The Sri Lankan government in 2012 continued its assault on democratic space and failed to take any meaningful steps towards providing accountability for war crimes committed by either side during the internal armed conflict that ended in 2009.
The government targeted civil society through threats, surveillance, and clampdowns on activities and free speech. Statements by government officials and government-controlled media named and threatened human rights defenders who called for accountability for wartime abuses or criticized other government policies. Local activists expressed deep concern about the security of their staff and the people they assist.
Overly broad detention powers remained in place under various laws and regulations. Several thousand people continued to be detained without charge or trial. State security forces committed arbitrary arrests and torture against ethnic minority Tamils, including repatriated Sri Lankan nationals allegedly linked to the defeated Liberation Tigers of Tamil Eelam (LTTE). The Tamil population in the north benefited from humanitarian groups having greater access to the area, but the government did not take adequate steps to normalize their living conditions.
President Mahinda Rajapaksa and his brothers continued to accumulate power at the expense of democratic institutions. Calls to restore the independence of the National Human Rights Commission (NHRC) and other government commissions that Rajapaksa marginalized via the Eighteenth Amendment to the constitution, which passed in 2010, went unheeded.
Sri Lanka made no progress in 2012 toward ensuring justice for the victims of numerous violations of human rights and the laws of war committed by both sides during the 26-year-long conflict between the government and the LTTE. These violations include the government’s indiscriminate shelling of civilians and the LTTE’s use of civilians as “human shields” in the final months of the conflict, which ended in May 2009.
The government continued to ignore the 2011 report of the panel of experts appointed by United Nations Secretary-General Ban Ki-moon, which recommended establishing an independent international mechanism to monitor the government’s implementation of the panel recommendations, conduct an independent investigation, and collect and safeguard evidence.
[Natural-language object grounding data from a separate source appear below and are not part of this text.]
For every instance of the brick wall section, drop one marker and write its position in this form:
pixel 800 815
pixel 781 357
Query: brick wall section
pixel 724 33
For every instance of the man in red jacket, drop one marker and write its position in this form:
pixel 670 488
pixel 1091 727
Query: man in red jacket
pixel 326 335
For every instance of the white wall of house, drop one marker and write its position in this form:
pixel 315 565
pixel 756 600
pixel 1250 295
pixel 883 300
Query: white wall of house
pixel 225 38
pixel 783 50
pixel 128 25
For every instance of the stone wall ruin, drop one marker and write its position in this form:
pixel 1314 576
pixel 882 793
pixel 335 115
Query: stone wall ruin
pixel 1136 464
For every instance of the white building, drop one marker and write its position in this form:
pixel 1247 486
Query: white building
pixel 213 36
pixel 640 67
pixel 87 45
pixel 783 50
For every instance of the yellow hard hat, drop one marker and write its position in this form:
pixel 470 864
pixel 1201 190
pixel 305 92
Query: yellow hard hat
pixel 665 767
In March 2012, the UN Human Rights Council (HRC) adopted a resolution finding that the government’s Lessons Learnt and Reconciliation Commission (LLRC) did not dequately address serious allegations of violations of international law, and called on Sri Lanka to take all necessary steps to ensure justice and accountability. It requested that the government expeditiously present a comprehensive plan detailing the steps it had taken to implement the LLRC’s recommendations and to address accountability.
The Sri Lankan government responded by publicly threatening human rights defenders who had advocated for the resolution. In July, the government announced that it had adopted an action plan to implement LLRC recommendations. The plan vaguely calls for the government to look into civilian deaths and prosecute any wrongdoers. It sets out a 12-month timeframe to conclude disciplinary inquiries and 24 months for prosecutions. But the government proposal merely leaves responsibility for investigations with the military and police, the entities responsible for the abuses, using processes lacking in transparency.
There has been no information regarding actions of the special army courts of inquiry, supposedly established in 2012 to look into allegations of war crimes. Despite strong evidence that government forces were involved in the execution style slayings of 17 aid workers and 5 students in separate incidents in 2006, no one was arrested for the crimes. Other recommendations, such as the need to restore the independence of the police and remove them from the purview of the Ministry of Defence, were tasked to parliamentary select committees that had yet to be established at this writing.